Why a Home is Still a Good Investment

March 21, 2013

Today is the first day of spring and among other things, that means many people will begin the process of buying a home. Despite the crash in the real estate market a few years ago, real estate remains a great investment. In fact, it can often make the difference of whether someone is able to retire. Here are some reasons why:

1)     The process of buying  a home benefits you even before you actually buy it. That’s because the mortgage company acts as your defacto business partner in the transaction and unlike during the real estate bubble, mortgage companies will only partner with you if your finances in shape. That makes it like going through boot training for your finances. You’ll want to check your credit report and fix any errors you find, keep your credit score high by making on-time payments, improve your debt-to-income ratio by keeping debt to a minimum, and save for a down payment and emergency fund. You probably already know you need to do these things but many of them might not feel so urgent…until you face the prospect of not getting your piece of the American Dream.

2)      With real estate prices and interest rates at record lows, owning can actually be cheaper than renting. This is especially true if you’re in a high tax bracket because of the tax deductions you get on the mortgage interest and property taxes. Just be sure that you’re factoring in all the costs of ownership like maintenance and repairs.

3)      Even if you spend more to own, it’s probably still cheaper to own in the long run. First, rents increase over time while you can lock in your mortgage payment for up to 40 years. Second, that mortgage will eventually be paid off while the rent will continue forever.

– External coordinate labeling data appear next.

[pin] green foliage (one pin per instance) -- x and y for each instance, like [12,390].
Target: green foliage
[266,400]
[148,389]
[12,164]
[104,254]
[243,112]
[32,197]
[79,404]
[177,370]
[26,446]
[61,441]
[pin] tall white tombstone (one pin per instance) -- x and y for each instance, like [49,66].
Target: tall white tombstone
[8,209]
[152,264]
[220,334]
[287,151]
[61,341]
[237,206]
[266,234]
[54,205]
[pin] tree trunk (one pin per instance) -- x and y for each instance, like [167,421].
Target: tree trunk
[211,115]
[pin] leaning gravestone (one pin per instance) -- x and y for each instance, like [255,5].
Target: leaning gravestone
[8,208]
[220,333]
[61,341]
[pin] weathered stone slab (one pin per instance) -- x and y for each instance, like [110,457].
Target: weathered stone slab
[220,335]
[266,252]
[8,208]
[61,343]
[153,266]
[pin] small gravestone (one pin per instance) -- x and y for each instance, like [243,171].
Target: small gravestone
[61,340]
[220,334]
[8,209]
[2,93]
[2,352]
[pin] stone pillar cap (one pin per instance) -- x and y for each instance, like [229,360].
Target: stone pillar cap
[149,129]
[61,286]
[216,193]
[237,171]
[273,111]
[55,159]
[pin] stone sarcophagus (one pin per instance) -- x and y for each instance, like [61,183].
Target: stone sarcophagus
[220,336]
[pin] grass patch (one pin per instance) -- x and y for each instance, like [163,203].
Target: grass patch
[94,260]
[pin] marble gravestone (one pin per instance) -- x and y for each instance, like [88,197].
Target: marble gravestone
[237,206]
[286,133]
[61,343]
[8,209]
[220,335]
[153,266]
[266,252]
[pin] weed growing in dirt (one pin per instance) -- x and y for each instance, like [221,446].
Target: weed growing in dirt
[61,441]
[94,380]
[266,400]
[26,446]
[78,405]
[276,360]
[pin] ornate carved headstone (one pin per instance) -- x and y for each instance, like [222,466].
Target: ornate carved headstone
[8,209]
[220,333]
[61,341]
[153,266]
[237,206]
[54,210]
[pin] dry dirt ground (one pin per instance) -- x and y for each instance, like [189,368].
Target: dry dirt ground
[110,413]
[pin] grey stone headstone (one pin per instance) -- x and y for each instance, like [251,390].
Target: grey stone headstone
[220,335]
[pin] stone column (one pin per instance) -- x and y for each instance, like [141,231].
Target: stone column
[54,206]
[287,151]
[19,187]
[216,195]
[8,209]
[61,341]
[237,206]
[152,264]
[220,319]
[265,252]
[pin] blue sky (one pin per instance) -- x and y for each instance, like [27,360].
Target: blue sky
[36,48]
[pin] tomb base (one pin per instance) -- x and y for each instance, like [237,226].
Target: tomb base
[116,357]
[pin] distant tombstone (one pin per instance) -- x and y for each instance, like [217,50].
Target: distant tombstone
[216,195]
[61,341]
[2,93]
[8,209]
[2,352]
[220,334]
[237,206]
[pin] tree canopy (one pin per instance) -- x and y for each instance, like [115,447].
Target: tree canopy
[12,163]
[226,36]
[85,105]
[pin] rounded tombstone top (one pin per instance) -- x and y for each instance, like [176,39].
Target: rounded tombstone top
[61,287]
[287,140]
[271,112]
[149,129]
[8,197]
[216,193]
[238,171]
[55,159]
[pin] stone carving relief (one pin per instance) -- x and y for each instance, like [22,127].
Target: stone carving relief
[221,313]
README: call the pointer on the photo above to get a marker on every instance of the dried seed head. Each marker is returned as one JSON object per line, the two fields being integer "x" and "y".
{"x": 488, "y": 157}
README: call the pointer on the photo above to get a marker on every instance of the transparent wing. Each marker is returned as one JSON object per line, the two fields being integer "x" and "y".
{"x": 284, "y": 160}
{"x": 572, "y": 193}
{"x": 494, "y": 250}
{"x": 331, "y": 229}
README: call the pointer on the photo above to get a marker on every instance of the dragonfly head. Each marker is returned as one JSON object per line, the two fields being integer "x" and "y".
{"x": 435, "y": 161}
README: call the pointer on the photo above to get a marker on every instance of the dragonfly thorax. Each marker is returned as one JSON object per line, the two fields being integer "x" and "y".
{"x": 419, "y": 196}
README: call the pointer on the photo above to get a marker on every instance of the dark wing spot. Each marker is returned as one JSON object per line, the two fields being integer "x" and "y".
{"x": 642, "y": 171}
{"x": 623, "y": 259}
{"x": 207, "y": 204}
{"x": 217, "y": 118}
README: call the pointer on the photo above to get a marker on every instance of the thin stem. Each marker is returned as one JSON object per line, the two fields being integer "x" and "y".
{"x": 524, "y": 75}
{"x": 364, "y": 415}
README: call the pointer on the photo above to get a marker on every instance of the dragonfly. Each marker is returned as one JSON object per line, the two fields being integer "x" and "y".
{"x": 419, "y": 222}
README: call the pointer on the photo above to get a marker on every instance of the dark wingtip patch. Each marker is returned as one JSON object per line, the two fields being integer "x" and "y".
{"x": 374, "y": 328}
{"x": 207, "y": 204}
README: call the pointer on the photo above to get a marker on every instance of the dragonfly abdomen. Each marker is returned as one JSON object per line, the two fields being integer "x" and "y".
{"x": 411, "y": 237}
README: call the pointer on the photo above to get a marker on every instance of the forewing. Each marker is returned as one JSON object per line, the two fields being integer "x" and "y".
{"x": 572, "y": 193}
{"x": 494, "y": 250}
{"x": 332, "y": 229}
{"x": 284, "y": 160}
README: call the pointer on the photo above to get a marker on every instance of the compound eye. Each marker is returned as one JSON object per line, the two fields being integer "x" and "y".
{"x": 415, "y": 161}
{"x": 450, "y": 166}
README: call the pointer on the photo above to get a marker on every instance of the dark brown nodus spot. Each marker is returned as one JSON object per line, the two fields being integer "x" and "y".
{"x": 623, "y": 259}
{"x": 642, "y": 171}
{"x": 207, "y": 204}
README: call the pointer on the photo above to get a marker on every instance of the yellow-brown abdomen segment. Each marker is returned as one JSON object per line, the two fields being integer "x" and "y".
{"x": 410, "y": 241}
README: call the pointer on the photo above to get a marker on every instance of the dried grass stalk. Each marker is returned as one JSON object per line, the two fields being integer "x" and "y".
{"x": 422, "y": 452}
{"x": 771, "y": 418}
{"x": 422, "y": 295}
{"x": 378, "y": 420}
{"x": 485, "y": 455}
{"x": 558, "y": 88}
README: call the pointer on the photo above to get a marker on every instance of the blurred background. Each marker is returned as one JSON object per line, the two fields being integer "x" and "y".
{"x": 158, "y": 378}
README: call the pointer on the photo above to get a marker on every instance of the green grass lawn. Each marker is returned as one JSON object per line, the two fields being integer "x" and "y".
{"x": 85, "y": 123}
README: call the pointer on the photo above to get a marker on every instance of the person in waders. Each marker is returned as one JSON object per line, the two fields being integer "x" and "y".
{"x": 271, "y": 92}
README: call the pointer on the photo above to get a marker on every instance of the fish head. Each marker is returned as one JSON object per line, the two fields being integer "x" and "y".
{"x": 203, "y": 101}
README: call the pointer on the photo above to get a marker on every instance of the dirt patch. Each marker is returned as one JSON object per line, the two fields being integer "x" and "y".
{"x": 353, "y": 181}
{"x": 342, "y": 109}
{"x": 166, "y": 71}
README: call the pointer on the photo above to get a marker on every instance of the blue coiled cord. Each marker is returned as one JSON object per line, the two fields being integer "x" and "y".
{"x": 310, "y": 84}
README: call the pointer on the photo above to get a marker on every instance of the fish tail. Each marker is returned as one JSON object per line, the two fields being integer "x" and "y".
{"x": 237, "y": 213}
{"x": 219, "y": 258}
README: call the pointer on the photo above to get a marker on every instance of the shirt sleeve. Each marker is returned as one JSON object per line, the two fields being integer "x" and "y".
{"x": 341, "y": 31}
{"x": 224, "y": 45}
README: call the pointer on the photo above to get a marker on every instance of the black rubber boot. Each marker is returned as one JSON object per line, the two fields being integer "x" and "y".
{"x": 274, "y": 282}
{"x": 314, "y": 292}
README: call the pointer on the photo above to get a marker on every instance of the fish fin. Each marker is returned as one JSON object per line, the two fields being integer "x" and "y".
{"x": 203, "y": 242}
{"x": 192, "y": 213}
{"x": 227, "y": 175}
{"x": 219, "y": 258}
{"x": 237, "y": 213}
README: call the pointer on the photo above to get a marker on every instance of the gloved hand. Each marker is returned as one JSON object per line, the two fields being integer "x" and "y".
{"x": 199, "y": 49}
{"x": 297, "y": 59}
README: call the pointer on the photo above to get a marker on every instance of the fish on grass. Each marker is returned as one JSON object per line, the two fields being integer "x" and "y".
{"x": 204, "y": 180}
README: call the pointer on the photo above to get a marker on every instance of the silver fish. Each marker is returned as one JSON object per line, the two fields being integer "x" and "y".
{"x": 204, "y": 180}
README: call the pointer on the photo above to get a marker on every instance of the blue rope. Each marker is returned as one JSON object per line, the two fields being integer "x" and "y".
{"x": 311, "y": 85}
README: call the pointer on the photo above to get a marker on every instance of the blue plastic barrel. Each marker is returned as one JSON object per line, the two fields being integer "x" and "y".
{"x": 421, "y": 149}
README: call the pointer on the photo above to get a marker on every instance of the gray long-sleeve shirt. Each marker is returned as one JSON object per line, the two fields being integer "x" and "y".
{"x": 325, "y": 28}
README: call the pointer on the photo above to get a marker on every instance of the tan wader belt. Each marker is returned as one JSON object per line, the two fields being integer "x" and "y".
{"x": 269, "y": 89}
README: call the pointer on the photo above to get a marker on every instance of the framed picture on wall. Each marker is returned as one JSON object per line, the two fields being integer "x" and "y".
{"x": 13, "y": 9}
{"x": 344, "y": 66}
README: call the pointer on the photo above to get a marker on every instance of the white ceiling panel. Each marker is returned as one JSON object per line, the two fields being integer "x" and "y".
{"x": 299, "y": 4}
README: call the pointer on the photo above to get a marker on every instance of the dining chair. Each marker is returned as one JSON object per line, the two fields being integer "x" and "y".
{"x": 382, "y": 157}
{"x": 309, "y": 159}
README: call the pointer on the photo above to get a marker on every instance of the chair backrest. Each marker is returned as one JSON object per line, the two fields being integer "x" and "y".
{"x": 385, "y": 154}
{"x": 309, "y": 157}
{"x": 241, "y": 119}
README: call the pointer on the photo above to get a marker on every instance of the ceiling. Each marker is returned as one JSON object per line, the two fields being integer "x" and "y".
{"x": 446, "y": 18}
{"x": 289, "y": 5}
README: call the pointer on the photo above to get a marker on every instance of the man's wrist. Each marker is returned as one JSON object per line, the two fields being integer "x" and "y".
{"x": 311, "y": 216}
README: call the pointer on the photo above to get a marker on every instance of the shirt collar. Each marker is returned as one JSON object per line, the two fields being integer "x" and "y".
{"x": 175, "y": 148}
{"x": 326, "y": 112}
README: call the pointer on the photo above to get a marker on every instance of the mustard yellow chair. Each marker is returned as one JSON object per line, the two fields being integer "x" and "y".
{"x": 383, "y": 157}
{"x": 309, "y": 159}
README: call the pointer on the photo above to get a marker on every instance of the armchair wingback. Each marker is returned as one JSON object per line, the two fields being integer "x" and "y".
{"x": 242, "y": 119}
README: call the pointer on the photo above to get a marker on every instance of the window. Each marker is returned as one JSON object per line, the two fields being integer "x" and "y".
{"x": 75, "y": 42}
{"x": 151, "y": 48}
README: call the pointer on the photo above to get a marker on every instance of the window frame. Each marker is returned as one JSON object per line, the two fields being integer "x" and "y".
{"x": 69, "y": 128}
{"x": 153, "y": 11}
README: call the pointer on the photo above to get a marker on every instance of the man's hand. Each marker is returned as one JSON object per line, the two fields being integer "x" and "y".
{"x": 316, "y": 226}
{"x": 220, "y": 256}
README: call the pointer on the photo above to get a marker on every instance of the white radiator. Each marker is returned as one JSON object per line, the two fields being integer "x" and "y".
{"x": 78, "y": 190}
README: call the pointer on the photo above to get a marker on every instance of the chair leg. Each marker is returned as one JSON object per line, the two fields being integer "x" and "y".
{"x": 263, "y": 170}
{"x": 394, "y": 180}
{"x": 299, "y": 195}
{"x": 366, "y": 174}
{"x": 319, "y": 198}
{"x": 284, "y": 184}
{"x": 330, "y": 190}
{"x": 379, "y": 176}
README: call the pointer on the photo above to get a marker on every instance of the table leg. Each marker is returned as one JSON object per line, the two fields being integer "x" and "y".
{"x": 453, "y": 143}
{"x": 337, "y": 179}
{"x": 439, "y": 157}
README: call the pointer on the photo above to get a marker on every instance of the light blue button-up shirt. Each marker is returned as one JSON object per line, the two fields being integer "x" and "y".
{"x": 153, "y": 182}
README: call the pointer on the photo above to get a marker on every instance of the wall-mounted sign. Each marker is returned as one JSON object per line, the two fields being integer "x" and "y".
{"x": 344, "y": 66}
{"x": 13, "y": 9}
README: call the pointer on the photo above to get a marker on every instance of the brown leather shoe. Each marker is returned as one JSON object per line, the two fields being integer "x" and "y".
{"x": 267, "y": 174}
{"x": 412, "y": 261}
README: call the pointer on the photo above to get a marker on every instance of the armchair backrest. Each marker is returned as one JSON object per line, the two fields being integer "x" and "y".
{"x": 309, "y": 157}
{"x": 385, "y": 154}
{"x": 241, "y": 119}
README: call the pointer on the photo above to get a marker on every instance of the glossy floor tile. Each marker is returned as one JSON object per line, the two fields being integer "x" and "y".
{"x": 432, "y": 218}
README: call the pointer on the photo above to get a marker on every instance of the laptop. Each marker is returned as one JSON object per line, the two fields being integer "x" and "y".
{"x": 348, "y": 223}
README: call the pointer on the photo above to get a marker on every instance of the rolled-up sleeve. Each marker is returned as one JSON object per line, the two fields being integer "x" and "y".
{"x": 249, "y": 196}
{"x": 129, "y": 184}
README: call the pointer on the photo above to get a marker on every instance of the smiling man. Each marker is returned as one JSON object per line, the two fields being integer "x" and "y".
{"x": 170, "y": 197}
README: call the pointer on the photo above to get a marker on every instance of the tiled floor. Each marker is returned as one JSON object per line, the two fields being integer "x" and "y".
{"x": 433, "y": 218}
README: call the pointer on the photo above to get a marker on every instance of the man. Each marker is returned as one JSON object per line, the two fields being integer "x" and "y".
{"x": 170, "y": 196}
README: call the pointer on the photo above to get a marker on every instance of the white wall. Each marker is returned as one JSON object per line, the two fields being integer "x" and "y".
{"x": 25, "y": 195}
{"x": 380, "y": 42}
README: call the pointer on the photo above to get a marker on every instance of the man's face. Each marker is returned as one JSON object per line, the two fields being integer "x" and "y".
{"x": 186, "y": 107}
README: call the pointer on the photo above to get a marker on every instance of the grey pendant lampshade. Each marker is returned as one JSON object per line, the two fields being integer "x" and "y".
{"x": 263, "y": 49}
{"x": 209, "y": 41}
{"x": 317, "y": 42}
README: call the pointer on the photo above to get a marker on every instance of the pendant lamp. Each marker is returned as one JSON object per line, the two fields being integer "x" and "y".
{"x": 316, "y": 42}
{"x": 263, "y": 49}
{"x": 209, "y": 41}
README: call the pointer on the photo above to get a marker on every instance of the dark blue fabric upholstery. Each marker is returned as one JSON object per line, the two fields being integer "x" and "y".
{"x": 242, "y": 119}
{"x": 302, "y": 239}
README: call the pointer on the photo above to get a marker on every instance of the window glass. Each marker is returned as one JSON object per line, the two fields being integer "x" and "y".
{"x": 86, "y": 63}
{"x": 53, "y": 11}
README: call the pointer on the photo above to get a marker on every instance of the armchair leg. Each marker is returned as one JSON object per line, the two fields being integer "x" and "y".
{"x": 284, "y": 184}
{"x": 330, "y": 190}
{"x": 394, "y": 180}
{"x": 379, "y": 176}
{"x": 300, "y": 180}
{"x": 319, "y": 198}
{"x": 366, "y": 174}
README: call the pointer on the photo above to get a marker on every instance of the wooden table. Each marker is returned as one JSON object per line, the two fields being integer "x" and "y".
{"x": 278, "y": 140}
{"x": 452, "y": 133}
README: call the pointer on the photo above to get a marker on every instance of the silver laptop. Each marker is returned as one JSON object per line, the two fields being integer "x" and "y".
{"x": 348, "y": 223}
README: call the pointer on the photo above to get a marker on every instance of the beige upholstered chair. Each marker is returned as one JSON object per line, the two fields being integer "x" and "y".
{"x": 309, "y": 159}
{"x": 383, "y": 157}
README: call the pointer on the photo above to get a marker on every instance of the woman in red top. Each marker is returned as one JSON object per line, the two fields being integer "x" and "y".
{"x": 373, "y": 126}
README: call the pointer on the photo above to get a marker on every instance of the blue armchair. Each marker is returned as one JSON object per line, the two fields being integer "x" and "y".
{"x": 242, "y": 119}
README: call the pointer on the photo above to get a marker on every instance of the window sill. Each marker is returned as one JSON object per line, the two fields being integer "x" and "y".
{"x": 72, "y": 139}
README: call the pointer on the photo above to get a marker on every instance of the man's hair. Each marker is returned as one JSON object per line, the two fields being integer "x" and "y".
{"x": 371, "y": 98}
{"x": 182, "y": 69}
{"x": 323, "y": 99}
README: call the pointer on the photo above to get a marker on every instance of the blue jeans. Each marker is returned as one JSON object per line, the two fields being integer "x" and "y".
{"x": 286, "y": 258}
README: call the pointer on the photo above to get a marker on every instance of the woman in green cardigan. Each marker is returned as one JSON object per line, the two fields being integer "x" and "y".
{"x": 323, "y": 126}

4)      It’s a form of forced savings. By making your mortgage payment every month, you’re building equity over time. Yes, you can do the same thing by getting  a cheap rental and investing the difference but how many people would really do that as consistently?

5)      You can benefit from leverage. Some people argue that stocks make a better investment because their long term returns are higher. There is some truth in that. Over long periods of time, the stock market has averaged a real rate of return of 6-7% while real estate barely edges inflation. But that leaves out the impact of leverage. Let’s say you purchase a $100k property with $20k down. If that property goes up 3% with inflation, your return on that $20k investment is actually 15% ($3k/$20k). On the other hand, stock prices are too volatile in the short term to buy them on margin (you can be forced to deposit cash or securities if the stocks decline in value) and if you do, the interest rates tend to be higher and are not tax-deductible.

6)      Your home equity can be a retirement asset. Once the kids are out of the home, you can downsize and reinvest the difference. There’s also the possibility of taking a reverse mortgage. However, this should generally be considered as a last resort because of the high fees and likelihood you won’t be able to pass your home on to your heirs.

7)      The gains can be tax-free. As long as you’ve lived in the home for 2 out of the last 5 years, $250k of gain ($500k if the home is owned jointly) is tax-free. If you invest in stocks or other investments, you’ll typically owe a 15% capital gains tax.

For all these reasons, owning a home can be one of the best decisions you can make. Just be sure not to buy more home than you can afford. Otherwise, that home can turn from an asset to a liability.